Quando a balança atrapalha a brincadeira

Atualizado: 13 de set. de 2023

Consumo de ultraprocessados cresce no Rio de Janeiro, estado onde uma em cada dez crianças de 2 a 4 anos é obesa; projeto da Uerj ajuda no tratamento da obesidade infantil


Entre as pernas de Kelciane Santos, a tímida Laís Batista, de 7 anos, falava entre os dentes e ria sozinha quando a mãe lhe perguntava algo. A menina é paciente do projeto Pais e Alunos Pela Alimentação Saudável (Papas), uma pesquisa da Universidade do Estado do Rio de Janeiro (Uerj) sobre o tratamento comportamental de crianças de 7 a 12 anos com obesidade. Com a mão escondendo o rosto e com um sorriso doce, Laís ia perdendo a timidez conforme a mãe falava sobre o assunto. “Ela não se importa, gosta do corpo dela do jeito que é. Eu me preocupo porque já sofri com sobrepeso, e eu me maltratava muito por isso, sofri muitos problemas psicológicos, me julgava demais. Não quero nunca que minha filha sinta isso, ninguém precisa sentir essa dor”, afirmou Kelciane.


Segundo a mãe, a maior dificuldade da filha é realizar exercícios e organizar a alimentação. “Na maioria das vezes precisamos comer fora por conta do meu trabalho, e isso me preocupa muito. Tento oferecer coisas mais saudáveis, mas ela resiste”, explicou Kelciane. No projeto Papas, os pacientes recebem orientações sobre alimentação saudável e atividade física. Os atendimentos acontecem no no Instituto de Medicina Social (IMS), no 6º andar do campus da Uerj no Maracanã.

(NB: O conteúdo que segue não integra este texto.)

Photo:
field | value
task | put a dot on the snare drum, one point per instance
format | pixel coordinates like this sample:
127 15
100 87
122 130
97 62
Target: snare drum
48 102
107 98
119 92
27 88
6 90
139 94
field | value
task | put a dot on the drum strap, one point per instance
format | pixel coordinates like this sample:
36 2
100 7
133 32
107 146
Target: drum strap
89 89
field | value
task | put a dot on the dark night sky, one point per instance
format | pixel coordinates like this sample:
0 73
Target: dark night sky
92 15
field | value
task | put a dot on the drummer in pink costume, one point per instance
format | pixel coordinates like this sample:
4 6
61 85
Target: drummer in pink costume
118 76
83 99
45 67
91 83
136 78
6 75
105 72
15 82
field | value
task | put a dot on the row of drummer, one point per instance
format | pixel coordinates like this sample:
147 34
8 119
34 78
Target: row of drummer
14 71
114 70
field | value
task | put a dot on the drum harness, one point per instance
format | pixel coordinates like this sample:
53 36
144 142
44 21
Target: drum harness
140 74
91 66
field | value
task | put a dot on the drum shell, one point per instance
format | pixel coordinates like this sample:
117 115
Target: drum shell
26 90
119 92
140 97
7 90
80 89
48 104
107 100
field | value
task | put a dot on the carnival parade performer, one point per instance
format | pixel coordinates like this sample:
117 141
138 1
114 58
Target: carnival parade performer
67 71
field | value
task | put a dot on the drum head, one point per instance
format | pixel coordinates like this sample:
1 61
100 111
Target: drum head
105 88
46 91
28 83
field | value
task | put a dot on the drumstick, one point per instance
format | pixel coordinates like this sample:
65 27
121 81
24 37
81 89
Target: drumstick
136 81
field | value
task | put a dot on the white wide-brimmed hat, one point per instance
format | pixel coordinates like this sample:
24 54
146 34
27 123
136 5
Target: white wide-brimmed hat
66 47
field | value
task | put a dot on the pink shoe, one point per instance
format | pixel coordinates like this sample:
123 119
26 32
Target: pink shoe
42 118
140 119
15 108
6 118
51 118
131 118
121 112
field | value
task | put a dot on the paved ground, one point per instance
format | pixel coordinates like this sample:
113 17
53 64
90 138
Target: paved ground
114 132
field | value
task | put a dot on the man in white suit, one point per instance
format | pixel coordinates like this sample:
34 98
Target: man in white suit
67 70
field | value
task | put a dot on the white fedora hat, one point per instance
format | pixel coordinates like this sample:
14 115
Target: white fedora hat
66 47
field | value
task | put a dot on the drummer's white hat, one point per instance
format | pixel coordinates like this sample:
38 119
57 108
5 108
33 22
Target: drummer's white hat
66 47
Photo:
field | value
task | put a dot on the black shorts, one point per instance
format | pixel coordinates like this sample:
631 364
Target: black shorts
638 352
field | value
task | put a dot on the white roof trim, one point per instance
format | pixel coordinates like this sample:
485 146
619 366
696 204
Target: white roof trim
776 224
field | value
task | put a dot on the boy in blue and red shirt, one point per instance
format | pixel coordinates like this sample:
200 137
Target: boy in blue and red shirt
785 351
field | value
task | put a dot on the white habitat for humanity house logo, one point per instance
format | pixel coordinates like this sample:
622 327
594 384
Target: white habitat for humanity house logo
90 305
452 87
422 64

Joana Brandão, coordenadora de campo do projeto, afirmou que as consultas são mensais e que o acompanhamento dura quatro meses. Para participar, o responsável deve assinar um termo de consentimento livre e esclarecido e outro documento no qual consta que não há punições para o paciente caso ele abandone o projeto. Brandão também destacou as condições que impedem a participação: a criança não pode estar tomando remédio para perda de peso nem sofrer com doenças que favoreçam a obesidade, como o hipotireoidismo. Iniciado em outubro de 2022, o Papas atende atualmente 44 famílias, mas oferece 120 vagas no total. A equipe é formada por profissionais contratados, professores e pós-graduandos do IMS das áreas de medicina, nutrição e educação física.



Para Laís, assim como para muitas crianças fluminenses, comer de modo saudável virou um desafio cada vez maior diante do avanço dos alimentos ultraprocessados, como biscoitos recheados e sucos de caixinha. Esses produtos são ricos em calorias e açúcar, mas geralmente pobres do ponto de vista nutricional. No Estado do Rio, em 2019, entre crianças de 2 a 4 anos, 62 de cada 100 comeram ultraprocessados. Em 2020 já eram 90 a cada 100, e em 2021 91,7 em 100. Entre as crianças de 5 a 9 anos, o cenário é semelhante: 70% consumiram estes produtos em 2019, índice que chegou a 93% em 2020 e 91,2% em 2021. Os dados foram publicados pelo Sistema de Vigilância Alimentar e Nutricional (SISVAN), vinculado ao Ministério da Saúde.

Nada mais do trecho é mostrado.